As the marriage deadline approaches, Judy invites Tommy's band to a charity bazaar near a lakeshore resort. Popik conspires with the lawyers, who are also at the resort, to bring Judy and Bart together. Mr. Keating, a professor, rows Judy out into the middle of the lake and deliberately overturns the boat. Popik brings Williams, who swims out to rescue Judy. While in the water, Bart proposes to Judy.
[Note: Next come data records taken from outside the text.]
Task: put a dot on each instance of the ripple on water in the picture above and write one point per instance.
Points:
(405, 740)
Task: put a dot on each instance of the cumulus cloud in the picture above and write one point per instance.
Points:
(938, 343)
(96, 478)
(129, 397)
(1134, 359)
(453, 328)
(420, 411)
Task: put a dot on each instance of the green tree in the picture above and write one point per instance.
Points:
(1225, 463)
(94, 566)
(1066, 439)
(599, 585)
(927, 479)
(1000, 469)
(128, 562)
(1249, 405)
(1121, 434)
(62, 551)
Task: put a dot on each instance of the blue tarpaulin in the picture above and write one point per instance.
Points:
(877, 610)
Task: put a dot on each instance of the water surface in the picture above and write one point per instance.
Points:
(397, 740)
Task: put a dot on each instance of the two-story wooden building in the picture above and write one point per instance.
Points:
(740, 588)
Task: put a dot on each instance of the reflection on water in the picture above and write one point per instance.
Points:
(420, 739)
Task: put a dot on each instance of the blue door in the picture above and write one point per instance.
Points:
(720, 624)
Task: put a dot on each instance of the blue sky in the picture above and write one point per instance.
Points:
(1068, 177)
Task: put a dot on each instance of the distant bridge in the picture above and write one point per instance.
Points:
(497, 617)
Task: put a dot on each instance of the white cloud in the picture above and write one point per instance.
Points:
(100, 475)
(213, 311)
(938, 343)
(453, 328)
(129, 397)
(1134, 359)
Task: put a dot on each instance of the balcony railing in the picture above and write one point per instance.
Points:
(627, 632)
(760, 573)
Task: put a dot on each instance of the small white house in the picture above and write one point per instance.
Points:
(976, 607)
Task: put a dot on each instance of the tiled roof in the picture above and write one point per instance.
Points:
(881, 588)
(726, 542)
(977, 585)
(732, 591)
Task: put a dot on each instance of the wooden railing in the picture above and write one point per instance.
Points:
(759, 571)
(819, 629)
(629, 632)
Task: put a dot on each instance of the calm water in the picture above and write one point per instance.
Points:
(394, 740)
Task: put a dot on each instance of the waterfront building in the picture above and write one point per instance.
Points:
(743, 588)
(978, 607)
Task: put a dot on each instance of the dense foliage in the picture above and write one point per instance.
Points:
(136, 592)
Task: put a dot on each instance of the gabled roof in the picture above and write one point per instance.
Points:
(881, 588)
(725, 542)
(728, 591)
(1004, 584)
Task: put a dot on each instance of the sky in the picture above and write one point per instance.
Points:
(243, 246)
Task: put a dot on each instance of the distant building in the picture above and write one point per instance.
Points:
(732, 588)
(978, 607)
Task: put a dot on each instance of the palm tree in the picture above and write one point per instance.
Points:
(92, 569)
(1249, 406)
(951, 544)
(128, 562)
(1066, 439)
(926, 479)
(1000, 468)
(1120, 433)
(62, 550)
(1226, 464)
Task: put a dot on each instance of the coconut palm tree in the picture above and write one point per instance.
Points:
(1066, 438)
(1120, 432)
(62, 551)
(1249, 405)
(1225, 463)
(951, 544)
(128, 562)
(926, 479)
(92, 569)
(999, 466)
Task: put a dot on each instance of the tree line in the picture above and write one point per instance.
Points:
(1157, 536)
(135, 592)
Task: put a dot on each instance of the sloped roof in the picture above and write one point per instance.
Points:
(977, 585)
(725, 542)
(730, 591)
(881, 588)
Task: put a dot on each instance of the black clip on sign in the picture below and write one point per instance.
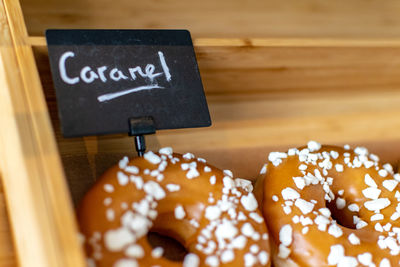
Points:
(138, 127)
(106, 78)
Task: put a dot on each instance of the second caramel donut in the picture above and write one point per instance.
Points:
(331, 206)
(213, 215)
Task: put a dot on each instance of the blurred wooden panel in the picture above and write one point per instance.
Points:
(299, 70)
(7, 254)
(273, 98)
(223, 18)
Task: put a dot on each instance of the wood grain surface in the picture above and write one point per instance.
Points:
(38, 201)
(262, 98)
(7, 253)
(223, 18)
(276, 74)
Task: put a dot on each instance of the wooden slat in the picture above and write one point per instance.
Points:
(273, 42)
(40, 209)
(275, 98)
(223, 18)
(7, 254)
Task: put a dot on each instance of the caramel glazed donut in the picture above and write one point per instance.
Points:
(330, 206)
(213, 215)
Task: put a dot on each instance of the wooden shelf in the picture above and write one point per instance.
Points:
(269, 86)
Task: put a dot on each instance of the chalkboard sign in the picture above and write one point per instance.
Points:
(105, 77)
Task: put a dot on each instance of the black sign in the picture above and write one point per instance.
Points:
(105, 77)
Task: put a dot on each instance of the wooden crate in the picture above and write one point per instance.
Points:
(276, 75)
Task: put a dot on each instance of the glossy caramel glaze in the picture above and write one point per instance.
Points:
(330, 206)
(213, 215)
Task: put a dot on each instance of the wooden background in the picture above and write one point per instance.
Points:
(276, 74)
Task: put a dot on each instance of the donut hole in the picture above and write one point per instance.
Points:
(343, 216)
(173, 249)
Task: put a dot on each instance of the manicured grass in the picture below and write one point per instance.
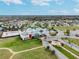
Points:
(71, 49)
(75, 41)
(5, 54)
(70, 56)
(64, 28)
(16, 44)
(35, 54)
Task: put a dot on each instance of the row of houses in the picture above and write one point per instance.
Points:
(27, 34)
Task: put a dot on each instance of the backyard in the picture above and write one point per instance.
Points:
(64, 28)
(72, 40)
(16, 44)
(35, 54)
(5, 54)
(69, 55)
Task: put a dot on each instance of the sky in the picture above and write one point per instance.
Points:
(39, 7)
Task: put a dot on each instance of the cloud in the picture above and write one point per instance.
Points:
(59, 2)
(8, 2)
(40, 2)
(46, 2)
(59, 12)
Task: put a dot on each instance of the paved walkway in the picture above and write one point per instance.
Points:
(71, 52)
(14, 53)
(58, 53)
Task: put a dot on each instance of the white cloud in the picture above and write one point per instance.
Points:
(46, 2)
(8, 2)
(59, 2)
(41, 2)
(59, 12)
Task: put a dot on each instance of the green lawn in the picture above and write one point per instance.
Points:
(70, 56)
(16, 44)
(71, 49)
(5, 54)
(35, 54)
(75, 41)
(63, 28)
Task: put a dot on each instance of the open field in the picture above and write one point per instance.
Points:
(36, 54)
(72, 40)
(71, 49)
(16, 44)
(4, 54)
(63, 28)
(70, 56)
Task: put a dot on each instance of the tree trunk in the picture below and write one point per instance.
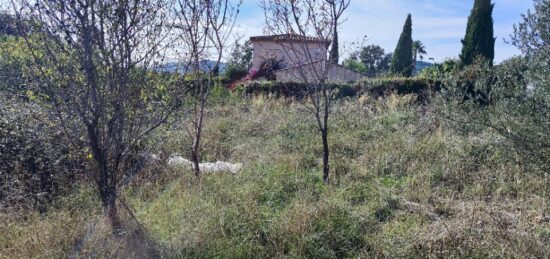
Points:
(195, 158)
(334, 54)
(326, 171)
(111, 210)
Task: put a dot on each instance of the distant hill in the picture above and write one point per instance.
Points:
(421, 65)
(182, 67)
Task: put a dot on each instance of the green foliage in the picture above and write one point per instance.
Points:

During their drive to Nevada to be married, a police officer stops Judy, Bart, Tommy, Popik, and the attorneys for speeding. Inside the jail cell, Tommy confesses he graduated law school and was a former quiz kid. Impressed by Tommy's legal knowledge, Judy falls for him. Meanwhile, the real axe murderer is arrested. The next morning, they are released but during their drive, they are stopped by a parade of returning soldiers. Nevertheless, a military chaplain officiates the marriage between Judy and Tommy.

== Cast ==
- Joan Leslie as Judy Jones
- Robert Alda as Tommy Coles
- Julie Bishop as Camille
- William Prince as Bartholomew Williams
- S. Z. Sakall as Gabriel Popik
- Edward Everett Horton as Keating
- Charles Dingle as Minland
- Ruth Donnelly as Cora Elliot
- Elisha Cook, Jr. as Oliver S. Patch
- Hobart Cavanaugh as George
- Charles Arnt as Mahoney
- Chester Clute as Krencher
- Edward Gargan as Riley
- Margaret Early as Bashful Girl
- Johnny Mitchell as Soldier
- Mary Dean as Singer
- Monte Blue as Jailer
- Marianne O'Brien as Marie
- Marion Martin as Burlesque Queen

==Reception==
Bosley Crowther of The New York Times wrote, "If you can imagine a combination of a Nineteen Thirties "college musical" and a second-rate silent slapstick shot completely 'off the cuff,' then you can picture in your mind's eye the Warners' Cinderella Jones, a little package of fluff and painful cut-ups which came to the Strand yesterday. And we trust that you can so imagine, for it would be very difficult indeed to convey a more accurate impression of this nonsensical and amateurish film."